As a student, specifically if you are supporting your education by yourself, raising the money to pay for the tuition can be very challenging. Aside from the fact that you may not have enough time to work and study at the same time, you also can’t easily obtain funds from commercial lenders knowing that you have not established a good credit score yet. Fortunately, there are some other means to raise your school money and some of these include federal, private student and bad credit loans.

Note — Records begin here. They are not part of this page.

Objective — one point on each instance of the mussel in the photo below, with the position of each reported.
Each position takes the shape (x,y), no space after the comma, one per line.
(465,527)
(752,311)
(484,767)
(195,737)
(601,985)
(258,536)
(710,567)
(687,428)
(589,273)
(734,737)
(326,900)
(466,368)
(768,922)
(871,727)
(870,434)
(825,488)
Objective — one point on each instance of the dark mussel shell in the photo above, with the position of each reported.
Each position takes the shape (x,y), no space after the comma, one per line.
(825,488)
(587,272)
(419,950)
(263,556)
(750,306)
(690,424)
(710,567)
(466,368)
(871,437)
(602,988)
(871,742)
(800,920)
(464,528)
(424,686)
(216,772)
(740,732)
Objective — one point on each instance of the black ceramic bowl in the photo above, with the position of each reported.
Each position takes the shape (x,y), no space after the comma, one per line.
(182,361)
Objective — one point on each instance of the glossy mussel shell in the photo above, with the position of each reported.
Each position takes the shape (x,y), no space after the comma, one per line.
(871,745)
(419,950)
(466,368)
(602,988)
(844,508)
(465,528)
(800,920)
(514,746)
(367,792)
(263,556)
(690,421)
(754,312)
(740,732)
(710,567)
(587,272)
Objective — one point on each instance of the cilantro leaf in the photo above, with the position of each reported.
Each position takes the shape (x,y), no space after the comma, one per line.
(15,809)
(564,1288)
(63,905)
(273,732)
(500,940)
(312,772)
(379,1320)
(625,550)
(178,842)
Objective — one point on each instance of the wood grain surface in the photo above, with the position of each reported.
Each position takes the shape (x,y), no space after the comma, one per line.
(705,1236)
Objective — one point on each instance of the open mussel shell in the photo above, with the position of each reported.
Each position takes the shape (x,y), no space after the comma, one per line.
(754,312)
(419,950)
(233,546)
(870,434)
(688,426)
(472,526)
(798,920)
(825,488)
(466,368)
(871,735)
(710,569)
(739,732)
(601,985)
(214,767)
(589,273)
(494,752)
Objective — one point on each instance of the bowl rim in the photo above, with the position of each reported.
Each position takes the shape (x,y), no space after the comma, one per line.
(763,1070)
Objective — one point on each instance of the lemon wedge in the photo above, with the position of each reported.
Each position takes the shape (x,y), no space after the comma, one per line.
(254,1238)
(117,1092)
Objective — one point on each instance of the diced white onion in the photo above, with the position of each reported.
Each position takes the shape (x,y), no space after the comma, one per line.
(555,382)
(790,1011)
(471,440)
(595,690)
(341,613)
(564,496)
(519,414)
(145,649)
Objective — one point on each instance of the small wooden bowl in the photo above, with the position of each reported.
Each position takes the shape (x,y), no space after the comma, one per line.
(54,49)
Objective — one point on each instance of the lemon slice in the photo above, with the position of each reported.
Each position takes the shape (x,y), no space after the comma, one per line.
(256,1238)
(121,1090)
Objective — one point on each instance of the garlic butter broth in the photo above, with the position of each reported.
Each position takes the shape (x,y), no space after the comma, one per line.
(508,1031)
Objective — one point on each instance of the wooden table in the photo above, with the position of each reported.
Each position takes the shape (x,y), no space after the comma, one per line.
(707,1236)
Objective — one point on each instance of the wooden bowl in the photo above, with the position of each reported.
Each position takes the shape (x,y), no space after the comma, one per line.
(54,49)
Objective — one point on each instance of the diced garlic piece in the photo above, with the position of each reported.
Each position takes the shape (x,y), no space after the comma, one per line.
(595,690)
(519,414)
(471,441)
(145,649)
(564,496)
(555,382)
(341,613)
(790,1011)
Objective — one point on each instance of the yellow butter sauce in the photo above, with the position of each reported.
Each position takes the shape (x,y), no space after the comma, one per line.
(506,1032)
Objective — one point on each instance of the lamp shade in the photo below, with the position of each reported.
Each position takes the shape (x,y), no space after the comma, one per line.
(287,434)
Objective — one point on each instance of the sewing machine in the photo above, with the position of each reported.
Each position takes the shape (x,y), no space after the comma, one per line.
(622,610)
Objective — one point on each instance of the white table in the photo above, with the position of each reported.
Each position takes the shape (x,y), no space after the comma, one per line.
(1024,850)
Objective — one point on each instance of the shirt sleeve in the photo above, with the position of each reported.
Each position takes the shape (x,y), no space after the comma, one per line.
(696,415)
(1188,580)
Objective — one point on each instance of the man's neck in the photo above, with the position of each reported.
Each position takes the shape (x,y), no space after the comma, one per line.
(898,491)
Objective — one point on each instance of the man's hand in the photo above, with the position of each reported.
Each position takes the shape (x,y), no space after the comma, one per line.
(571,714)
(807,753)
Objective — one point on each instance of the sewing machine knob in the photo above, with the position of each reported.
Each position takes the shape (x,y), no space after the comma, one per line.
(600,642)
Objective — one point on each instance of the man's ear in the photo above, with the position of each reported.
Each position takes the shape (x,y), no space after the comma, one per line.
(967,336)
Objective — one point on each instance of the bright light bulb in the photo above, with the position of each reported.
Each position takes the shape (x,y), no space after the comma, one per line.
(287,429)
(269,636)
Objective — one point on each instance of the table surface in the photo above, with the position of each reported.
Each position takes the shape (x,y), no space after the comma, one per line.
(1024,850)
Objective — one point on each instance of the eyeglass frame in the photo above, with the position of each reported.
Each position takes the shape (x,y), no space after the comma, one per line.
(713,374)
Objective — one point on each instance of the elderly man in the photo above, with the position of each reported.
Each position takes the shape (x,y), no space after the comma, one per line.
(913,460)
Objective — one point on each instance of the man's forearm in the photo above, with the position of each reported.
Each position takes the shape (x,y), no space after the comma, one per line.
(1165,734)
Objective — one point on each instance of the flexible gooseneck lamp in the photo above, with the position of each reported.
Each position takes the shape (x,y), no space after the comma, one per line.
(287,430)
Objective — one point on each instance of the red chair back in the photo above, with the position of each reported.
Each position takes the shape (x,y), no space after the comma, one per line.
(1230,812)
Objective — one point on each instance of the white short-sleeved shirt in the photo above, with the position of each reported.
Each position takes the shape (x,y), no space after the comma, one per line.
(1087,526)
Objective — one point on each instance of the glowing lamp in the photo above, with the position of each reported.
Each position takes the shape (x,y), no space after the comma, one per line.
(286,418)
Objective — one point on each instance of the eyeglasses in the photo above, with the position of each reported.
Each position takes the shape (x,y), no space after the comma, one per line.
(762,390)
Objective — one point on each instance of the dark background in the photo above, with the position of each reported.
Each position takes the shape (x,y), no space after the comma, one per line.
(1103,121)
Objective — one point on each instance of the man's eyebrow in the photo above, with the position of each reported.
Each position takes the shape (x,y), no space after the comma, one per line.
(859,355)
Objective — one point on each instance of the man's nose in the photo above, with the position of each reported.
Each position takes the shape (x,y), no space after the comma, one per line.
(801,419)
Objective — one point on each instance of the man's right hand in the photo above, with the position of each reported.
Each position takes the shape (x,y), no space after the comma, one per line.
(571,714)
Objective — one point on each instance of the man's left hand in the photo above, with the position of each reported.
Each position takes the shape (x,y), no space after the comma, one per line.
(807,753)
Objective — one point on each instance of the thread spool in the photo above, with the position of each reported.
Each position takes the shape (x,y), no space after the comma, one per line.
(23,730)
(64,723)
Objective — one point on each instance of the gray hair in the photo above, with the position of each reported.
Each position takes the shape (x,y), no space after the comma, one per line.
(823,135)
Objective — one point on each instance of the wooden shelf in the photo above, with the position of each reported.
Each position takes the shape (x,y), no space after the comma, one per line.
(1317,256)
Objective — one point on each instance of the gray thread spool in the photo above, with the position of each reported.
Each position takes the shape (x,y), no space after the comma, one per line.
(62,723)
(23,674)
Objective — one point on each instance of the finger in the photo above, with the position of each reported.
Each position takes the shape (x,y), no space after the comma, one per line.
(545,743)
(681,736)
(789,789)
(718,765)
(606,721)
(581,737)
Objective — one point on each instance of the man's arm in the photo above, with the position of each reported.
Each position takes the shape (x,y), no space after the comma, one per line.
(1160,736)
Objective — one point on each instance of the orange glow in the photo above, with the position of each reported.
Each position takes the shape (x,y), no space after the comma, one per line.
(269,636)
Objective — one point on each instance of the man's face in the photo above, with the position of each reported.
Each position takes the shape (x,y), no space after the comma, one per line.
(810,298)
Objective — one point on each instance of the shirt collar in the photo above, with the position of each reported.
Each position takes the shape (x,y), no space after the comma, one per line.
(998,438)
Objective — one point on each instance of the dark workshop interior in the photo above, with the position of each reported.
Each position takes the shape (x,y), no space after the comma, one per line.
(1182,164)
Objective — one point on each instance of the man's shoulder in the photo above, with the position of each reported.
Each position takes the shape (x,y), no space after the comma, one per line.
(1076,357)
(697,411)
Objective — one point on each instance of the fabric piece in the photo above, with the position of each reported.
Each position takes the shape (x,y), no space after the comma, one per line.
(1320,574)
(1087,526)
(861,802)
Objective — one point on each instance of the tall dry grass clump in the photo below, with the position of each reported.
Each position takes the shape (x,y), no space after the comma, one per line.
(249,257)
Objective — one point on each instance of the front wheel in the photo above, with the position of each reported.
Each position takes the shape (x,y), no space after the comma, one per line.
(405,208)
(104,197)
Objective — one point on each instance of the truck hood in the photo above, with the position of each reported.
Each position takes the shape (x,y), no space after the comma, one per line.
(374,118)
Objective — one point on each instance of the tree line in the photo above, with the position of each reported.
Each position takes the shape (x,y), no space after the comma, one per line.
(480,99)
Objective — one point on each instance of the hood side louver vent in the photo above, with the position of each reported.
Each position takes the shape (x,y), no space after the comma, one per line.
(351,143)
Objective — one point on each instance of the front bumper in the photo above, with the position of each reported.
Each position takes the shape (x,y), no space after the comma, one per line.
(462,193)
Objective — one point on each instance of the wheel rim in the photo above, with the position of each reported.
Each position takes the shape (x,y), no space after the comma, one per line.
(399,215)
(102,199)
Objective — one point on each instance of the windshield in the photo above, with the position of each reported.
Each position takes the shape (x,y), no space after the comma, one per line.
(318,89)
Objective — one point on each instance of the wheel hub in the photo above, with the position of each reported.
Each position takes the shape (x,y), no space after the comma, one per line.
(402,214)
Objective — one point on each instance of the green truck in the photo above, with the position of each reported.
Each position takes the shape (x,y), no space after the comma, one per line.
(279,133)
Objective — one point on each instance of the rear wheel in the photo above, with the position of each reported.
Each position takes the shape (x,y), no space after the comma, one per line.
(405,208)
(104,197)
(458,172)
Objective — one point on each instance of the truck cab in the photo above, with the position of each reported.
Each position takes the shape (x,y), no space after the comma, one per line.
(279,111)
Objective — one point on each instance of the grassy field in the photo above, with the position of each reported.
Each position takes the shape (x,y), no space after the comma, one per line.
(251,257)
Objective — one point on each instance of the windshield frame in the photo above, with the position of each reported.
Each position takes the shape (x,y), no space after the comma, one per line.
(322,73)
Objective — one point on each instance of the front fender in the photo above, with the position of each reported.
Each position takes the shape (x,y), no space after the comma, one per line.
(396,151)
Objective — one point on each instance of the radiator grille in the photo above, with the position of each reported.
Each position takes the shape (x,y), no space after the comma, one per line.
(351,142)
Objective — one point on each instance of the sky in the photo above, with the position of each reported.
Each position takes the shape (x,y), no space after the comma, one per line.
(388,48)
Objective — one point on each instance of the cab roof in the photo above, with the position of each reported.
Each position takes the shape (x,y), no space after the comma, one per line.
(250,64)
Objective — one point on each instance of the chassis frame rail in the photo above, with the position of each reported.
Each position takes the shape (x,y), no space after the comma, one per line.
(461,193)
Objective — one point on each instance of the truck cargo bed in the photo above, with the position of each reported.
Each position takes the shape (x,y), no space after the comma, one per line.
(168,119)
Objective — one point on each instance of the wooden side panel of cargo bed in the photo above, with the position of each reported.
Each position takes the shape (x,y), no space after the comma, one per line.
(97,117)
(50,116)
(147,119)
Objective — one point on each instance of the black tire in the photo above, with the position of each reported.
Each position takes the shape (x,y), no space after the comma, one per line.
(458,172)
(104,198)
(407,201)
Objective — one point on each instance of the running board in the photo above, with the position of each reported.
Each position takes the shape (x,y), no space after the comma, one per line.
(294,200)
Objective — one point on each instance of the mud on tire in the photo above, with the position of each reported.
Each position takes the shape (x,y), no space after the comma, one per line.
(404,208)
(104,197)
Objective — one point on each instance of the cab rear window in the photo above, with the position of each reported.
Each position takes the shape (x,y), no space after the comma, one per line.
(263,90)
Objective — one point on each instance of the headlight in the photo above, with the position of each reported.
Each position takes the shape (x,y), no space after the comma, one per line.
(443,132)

Bad Credit Loans for Students from Federal Government
Federal loans are among the easiest means for you to secure funds for education. Among the most popular are the Perkins Loans and Stafford Loans – both are provided by banks. Should you qualify, your loan will be backed by the US Department of Education. This means that the government may pay for the interest rate. Otherwise, you will pay the loan in instalments but with the first payment due months after you graduate.
It is important to understand that these loans are different from grants. While loans have to be paid, grants are given for free. Applying for federal loans comes with a lot of requirements, including the completion of FAFSA. The best thing about federal loans is that they are not like the typical bad credit loans with high interest rates.
Private Student Bad Credit Loans
If there is one downside to federal loans, it would be their limited coverage. With this, you have to look for other sources of funds to keep up with the school fees so another option available for you would be the private student loans.
However, these loans usually come with interest rates that are as much as 4% higher than the government ones. They can be considered as bad credit loans as they are offered whether you have a good or bad credit score or even if you don’t have any credit history at all.
However, you may need to present a co-signer if you have a bad credit. A co-signer can be your friend or family member with good credit. His/her name will be tied to the bad credit loans until a specific period of time or typically after 36 to 48 of subsequent of timely payments.
Other Options for Bad Credit Loans
If you are a working student, you may have a good chance of approval if apply online. This is as long as you meet the lenders’ requirements. Generally, lenders require you to be at least 18 years old, a US citizen with regular monthly income.
If even the option of bad credit loans is not for you, your final option would be to take out a loan from your employer or apply for some programs they sponsor – if that’s applicable. You may need to have good grades in order to do so. Scholarships are also great as organizations don’t mind your credit score and not even your grades.